In Fig. 6 we have analyzed the degrees of imbalance, since during the schedule VM likely gets overloaded when the user tasks are scheduled in cloud resources. A degree of imbalance is a kind of metric to evaluate the load of virtual machines. In graph we can observe that, our algorithm produces very minimal degree imbalance when compared to other algorithms. As the numbers of tasks are increased, CSSA gives the reduced degree of imbalance thereby tasks are uniformly distributed without affecting the performance of the resource.

Finally, the above Fig. 7, it can be observed that more improvements in overall efficiency in CSSA than GA, PSO, ABC, and HFKCS. It clearly shows that, the CSSA produces 97% of efficiency whereas other algorithms produce 79, 83, 86, and 91% respectively. Table 2 shows the overall performance comparisons of our proposed approach with existing algorithms.
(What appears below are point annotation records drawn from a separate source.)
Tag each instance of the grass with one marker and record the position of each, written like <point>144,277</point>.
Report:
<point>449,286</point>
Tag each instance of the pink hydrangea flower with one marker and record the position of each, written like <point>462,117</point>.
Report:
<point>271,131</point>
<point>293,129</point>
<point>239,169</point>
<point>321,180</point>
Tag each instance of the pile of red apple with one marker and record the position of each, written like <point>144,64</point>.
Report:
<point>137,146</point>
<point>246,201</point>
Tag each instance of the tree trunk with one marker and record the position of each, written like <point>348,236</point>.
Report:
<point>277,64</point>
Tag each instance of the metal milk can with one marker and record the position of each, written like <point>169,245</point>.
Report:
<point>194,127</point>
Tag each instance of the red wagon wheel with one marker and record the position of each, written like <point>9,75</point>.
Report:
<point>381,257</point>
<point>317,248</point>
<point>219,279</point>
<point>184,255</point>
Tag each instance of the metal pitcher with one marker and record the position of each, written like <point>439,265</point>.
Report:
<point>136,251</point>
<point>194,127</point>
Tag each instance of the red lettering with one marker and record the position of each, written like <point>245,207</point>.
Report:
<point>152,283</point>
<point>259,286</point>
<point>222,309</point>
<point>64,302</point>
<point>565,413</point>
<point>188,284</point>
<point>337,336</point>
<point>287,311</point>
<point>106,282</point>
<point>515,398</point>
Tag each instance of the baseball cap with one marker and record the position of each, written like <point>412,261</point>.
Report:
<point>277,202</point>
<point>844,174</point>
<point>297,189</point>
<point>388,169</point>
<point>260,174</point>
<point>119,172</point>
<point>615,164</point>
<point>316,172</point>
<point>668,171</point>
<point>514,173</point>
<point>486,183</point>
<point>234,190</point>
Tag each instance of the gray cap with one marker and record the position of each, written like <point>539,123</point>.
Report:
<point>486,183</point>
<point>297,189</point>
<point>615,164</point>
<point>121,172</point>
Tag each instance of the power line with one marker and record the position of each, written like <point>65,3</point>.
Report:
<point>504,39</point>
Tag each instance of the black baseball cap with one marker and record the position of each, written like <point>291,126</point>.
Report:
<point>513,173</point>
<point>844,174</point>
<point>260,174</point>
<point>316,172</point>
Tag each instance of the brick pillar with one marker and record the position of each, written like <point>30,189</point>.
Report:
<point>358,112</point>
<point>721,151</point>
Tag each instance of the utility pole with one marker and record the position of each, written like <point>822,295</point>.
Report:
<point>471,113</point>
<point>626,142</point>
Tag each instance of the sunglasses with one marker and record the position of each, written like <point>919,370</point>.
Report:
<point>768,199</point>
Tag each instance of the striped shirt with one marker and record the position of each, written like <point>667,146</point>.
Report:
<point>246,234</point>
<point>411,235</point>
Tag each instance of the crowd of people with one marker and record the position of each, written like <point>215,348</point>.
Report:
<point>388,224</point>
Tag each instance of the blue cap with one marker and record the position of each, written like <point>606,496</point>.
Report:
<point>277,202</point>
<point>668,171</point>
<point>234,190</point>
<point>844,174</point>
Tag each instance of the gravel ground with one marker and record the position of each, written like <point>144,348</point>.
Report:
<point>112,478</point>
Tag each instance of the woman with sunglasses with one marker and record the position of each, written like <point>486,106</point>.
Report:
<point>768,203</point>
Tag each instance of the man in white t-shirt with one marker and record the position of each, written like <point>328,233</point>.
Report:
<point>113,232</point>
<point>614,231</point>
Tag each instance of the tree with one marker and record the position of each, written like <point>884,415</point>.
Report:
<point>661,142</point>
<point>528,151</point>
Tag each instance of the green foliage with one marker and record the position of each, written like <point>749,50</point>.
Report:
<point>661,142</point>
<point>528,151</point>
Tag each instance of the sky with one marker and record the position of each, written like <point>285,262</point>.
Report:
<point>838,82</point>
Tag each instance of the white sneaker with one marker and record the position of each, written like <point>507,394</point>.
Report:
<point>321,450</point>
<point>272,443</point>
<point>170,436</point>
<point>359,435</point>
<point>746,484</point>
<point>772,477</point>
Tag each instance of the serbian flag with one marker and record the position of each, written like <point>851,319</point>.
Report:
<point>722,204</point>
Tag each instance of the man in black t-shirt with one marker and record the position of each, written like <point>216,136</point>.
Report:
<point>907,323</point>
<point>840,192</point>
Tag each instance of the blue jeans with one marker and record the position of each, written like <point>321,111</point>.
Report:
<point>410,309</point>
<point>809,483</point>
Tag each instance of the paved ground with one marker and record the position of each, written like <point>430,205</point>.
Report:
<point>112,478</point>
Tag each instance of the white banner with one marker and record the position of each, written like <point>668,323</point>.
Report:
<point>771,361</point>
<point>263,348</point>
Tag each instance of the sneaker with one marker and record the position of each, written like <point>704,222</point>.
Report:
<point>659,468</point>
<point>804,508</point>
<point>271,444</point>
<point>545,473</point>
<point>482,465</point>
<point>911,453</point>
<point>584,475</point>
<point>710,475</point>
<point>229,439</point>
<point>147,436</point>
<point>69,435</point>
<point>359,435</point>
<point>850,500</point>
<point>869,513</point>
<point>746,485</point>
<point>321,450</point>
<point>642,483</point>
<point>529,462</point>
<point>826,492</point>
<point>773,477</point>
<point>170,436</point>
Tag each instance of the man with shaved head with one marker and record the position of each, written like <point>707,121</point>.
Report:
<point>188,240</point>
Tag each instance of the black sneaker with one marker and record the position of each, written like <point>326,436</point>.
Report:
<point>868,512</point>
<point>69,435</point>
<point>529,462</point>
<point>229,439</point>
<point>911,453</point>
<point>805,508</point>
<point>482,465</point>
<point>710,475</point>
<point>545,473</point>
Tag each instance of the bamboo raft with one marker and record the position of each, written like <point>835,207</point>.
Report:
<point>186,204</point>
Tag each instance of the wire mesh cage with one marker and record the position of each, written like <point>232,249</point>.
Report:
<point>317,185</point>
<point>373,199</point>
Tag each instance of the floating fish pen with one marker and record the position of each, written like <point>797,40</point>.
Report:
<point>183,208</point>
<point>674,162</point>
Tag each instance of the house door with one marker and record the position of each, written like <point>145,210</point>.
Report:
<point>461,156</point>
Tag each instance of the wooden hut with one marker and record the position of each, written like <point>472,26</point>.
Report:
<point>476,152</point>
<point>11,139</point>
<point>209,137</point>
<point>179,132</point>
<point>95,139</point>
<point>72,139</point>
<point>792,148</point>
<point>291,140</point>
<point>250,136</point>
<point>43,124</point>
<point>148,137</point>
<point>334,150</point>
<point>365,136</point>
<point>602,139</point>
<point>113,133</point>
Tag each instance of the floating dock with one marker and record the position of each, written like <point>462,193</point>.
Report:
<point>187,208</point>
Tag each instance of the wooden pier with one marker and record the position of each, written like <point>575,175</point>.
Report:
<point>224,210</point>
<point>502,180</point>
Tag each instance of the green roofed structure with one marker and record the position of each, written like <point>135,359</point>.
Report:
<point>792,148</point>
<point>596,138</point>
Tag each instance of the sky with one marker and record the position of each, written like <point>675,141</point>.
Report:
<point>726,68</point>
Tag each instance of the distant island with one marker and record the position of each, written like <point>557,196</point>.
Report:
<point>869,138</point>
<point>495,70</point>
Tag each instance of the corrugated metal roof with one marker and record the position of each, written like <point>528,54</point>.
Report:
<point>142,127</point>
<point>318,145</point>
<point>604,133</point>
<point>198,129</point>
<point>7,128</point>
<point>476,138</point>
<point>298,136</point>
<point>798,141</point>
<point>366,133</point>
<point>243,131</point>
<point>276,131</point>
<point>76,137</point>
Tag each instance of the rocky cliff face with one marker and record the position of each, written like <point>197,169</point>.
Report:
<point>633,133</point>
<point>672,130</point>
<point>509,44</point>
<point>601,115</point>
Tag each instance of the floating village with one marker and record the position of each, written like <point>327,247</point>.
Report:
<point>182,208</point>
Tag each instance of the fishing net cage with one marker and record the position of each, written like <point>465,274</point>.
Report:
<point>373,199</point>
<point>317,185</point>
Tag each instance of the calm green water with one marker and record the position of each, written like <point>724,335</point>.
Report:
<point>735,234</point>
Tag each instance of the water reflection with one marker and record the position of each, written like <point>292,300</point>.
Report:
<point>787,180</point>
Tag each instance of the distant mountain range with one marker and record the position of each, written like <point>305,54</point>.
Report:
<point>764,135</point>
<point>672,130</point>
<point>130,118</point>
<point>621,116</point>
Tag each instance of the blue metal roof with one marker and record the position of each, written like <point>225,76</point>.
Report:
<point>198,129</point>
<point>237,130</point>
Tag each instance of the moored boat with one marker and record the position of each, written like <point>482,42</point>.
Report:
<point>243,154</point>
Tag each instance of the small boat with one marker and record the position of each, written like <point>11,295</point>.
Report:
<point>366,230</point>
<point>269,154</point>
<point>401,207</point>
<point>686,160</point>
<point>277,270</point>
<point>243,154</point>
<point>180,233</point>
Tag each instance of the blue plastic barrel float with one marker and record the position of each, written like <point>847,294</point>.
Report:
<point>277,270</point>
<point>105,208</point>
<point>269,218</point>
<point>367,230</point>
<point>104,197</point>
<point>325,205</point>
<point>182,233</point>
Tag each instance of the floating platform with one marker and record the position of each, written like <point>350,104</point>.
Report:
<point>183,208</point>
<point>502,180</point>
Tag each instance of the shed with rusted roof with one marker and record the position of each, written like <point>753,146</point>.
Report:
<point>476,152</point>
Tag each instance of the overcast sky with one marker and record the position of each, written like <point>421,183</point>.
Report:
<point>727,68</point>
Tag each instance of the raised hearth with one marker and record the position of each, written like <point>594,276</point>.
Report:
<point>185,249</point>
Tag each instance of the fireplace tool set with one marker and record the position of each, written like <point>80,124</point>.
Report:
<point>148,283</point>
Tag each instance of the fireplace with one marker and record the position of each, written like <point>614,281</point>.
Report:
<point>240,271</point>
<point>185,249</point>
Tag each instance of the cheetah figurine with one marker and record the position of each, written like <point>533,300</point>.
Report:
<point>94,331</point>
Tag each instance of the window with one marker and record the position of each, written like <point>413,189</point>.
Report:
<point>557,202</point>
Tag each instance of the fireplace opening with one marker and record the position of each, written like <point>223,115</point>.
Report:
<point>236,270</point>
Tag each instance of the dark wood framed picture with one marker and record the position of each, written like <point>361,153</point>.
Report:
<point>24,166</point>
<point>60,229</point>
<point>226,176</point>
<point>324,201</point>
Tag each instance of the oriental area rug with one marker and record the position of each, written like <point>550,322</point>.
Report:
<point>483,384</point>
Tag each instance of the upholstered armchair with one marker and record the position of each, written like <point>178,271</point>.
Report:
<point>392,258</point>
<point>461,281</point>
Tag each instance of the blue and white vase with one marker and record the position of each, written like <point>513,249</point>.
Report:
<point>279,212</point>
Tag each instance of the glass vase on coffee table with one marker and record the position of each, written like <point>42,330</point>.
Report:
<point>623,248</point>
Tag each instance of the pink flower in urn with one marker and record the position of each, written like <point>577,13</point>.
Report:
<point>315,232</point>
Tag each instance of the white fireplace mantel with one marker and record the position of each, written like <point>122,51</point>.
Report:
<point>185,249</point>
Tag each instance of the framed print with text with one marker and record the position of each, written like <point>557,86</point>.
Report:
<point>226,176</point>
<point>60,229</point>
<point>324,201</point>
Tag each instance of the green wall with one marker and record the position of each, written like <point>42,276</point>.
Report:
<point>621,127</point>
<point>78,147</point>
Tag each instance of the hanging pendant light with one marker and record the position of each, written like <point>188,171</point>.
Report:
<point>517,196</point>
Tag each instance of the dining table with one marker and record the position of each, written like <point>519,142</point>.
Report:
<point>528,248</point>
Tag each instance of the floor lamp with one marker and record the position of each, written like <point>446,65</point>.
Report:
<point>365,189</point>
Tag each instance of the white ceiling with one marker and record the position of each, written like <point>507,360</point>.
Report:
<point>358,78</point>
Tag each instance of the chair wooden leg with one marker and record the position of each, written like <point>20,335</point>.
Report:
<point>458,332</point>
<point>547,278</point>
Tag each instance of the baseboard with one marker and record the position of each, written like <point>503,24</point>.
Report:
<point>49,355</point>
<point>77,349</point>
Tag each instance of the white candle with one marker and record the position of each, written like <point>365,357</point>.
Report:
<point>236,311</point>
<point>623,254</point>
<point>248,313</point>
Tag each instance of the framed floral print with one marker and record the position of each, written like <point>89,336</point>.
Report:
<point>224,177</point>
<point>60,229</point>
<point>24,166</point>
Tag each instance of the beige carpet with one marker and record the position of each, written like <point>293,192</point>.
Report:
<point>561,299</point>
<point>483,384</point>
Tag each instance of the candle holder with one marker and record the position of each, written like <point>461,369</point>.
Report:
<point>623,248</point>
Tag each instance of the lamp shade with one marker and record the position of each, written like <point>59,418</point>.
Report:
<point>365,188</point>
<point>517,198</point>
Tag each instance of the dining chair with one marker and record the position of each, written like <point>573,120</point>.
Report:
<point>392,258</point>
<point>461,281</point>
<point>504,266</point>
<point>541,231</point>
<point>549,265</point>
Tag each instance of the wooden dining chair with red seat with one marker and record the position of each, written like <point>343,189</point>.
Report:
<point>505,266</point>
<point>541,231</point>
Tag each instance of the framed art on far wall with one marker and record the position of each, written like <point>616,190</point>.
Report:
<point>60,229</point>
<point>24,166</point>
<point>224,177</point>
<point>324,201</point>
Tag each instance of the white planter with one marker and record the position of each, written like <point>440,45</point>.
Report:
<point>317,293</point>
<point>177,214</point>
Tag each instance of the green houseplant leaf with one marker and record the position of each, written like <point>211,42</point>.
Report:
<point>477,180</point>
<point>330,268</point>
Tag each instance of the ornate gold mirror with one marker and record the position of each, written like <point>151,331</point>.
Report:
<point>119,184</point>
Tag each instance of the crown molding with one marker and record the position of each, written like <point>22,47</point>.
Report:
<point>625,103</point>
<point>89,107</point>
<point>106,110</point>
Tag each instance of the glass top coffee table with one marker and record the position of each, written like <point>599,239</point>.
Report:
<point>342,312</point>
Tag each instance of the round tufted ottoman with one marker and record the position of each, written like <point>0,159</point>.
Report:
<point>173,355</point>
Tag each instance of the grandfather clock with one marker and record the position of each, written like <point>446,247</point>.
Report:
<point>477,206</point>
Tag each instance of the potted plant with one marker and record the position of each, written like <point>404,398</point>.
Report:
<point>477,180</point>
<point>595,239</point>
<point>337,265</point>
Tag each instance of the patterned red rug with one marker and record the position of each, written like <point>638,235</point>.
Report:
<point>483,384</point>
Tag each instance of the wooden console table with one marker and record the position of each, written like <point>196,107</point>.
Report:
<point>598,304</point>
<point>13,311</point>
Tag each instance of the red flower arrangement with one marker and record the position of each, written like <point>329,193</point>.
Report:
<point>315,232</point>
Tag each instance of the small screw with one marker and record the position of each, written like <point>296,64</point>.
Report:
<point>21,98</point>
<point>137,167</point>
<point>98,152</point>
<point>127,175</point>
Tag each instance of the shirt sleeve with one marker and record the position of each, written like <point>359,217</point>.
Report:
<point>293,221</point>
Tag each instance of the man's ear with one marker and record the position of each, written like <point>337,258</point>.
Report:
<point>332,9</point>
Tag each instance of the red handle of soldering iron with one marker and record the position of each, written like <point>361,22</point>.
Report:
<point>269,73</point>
With the evaluation of results, it can be observed that CSSA produces more benefits in terms of makespan optimization and other associated parameters. Moreover, it clearly addresses the load balancing issues with minimal degree of imbalance than other algorithms. Moreover, this method provides better cost optimization, which will be benefited for the consumer who wants to use the cloud services.

5 Conclusions

In this paper, we have proposed CSSA for load balance aware task scheduling in cloud computing environments. This algorithm was inspired by the foraging behaviour of social spider species and its relationships. We have modelled the process of foraging suitable to cloud computing environments with modifications to find best optimized virtual machine for the user tasks. The proposed algorithm was simulated via cloudsim and the various performance parameters were evaluated. The main objective was minimizing the makespan of the cloud scheduling process thereby improving the throughput of the cloud system. In this regard, we have measured various parameters such as makespan, computational cost, response time, average response time, degree of imbalance among various VMs. Our experiments result shows that, the CSSA produce the makespan minimization to 14.8% when compared to GA, PSO, ABC and HFKCS for 100–1000 numbers of tasks. Moreover, GA and PSO more likely to local convergence, but the CSSA more suitable for global search and it prevents local convergence. In our we have also addressed the load balancing while mapping the tasks to VM, the degree of imbalance results shows that CSSA outperforms the other algorithms. Also CSSA more suitable for consumer since it reduces the overall cost of computation. In overall, the scheduling efficiency was improved with CSSA when compared to other algorithms.

In future work, other performance parameters such as security, reliability may be included so that security threats and trust nodes can be identified. Moreover, we further extending this work so as to compatible with independent tasks.